The author of an investment newsletter says any real bursting of the U.S. housing bubble it at least two years away and that the current price and selling setbacks are nothing compared to what is likely to happen.

"Homeowners are in denial," says Karim Rahemtulla, an advisory panelist for Investment U, a newsletter based in Baltimore, Md. "Right now, sellers aren't selling ... They're still waiting for Santa to deliver their asking price, or close to it."

The situation is about to get worse, he says.

Those who have interest-only, or "teaser-rate," mortgages could see their monthly payments more than double, Mr. Rahemtulla contends.

"Interest rates will rise on about $300 billion in adjustable-rate mortgages this year alone," he says. "That figure is projected to skyrocket to more than $1 trillion in each of the next two years."

California, Arizona, Nevada and Florida will be hit particularly hard, he says, and homeowners in these states may not see a 5 percent decline, as experts predict, "but could fall two or three times that number."

Homebuilders are feeling the pinch, too.

According to Mr. Rahemtulla, the bottom of the housing market will be here no sooner than two years.

"So while the brokers are upgrading homebuilding stocks," he says, "and trying to make it seem that the worst is over for housing, my advice is to take the first reasonable offer and count yourself lucky. The housing bust is not today's news. It is going to be tomorrow's."

Mr. Rahemtulla is an equal opportunity bubble-popper. He says the Canadian housing market will see its bubble pop, too, just after the U.S. market.


Sunday, November 05, 2006

Real estate always goes up!

According to this blogger named golfnut on the Bakersfield Californian web site, real estate always goes up:

"Clearly, you're a believer in the "bubble", however, consider one thing - real estate always goes up. Always."

Read more of this insanity at:


Thursday, November 02, 2006

Bakersfield will now be called Pluto from this point forward!

Fed's Fisher: Housing Bust Complicates Fed's Task

Dallas Fed President Richard W. Fisher spoke today in New York: Confessions of a Data Dependent :

In retrospect, [in 2002 and 2003] the real fed funds rate turned out to be lower than what was deemed appropriate at the time and was held lower longer that it should have been. In this case, poor data led to a policy action that amplified speculative activity in the housing and other markets. Today, as anybody not from the former planet of Pluto knows, the housing market is undergoing a substantial correction and inflicting real costs to millions of homeowners across the country. It is complicating the task of achieving our monetary
objective of creating the conditions for sustainable non-inflationary growth.


So these clowns admit they F'd up and kept rates WAY TOO LOW for WAY TOO LONG! Too late to act now and prevent the coming disaster.
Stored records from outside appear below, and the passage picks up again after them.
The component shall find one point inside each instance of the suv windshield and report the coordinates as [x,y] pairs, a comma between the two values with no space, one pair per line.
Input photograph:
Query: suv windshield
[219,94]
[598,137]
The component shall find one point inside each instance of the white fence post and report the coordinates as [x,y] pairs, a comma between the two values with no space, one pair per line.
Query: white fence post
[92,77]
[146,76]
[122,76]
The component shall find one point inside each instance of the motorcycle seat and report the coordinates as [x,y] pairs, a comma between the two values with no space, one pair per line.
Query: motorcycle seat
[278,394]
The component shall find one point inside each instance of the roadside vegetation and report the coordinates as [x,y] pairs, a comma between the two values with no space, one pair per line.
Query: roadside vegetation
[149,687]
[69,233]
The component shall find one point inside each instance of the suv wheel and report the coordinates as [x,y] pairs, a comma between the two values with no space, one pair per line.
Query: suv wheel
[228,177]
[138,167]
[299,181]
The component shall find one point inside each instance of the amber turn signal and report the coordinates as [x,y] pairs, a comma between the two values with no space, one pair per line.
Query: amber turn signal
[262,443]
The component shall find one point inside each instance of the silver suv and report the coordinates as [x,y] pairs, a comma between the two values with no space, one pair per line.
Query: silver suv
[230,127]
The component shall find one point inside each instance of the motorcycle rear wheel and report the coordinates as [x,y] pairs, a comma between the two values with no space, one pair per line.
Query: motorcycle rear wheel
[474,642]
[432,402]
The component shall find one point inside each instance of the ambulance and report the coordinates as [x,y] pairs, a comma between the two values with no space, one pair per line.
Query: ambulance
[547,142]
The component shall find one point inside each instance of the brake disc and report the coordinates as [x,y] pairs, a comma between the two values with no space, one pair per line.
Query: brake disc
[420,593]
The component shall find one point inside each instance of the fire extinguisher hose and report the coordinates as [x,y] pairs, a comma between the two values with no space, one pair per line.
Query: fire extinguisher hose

Time to break out the mops and pails and get ready for the biggest clean up job in history!

Meanwhile back on the planet PLUTO. The Bakersfield Californian has a story out claiming, for the N'th time we are "Different".

Prices might dip next year, but Bakersfield will still have a lot going for it -- a growing population, affordability and a self-sufficient economy, Launer said.

"Developers are anticipating a resurgence in the market in Bakersfield," he said

That may be because builders are biding their time until the market picks back up, Launer said.

"Developers want to be ready," he said. "They want to be able to hit the market in stride

Wednesday, November 01, 2006

$3.6 million

This is the most expensive home listed on the Bakersfield MLS. Will they get their price or are they smoking something?

Is this news or advertising?

This appeared in the newspaper and is now posted in video format on the web. Not sure if this is news or an advertisement? Are newspaper required to DISCLOSE when an section of the newspaper is an advertisement? I thought they were - if so, they choose not to do that in this instance!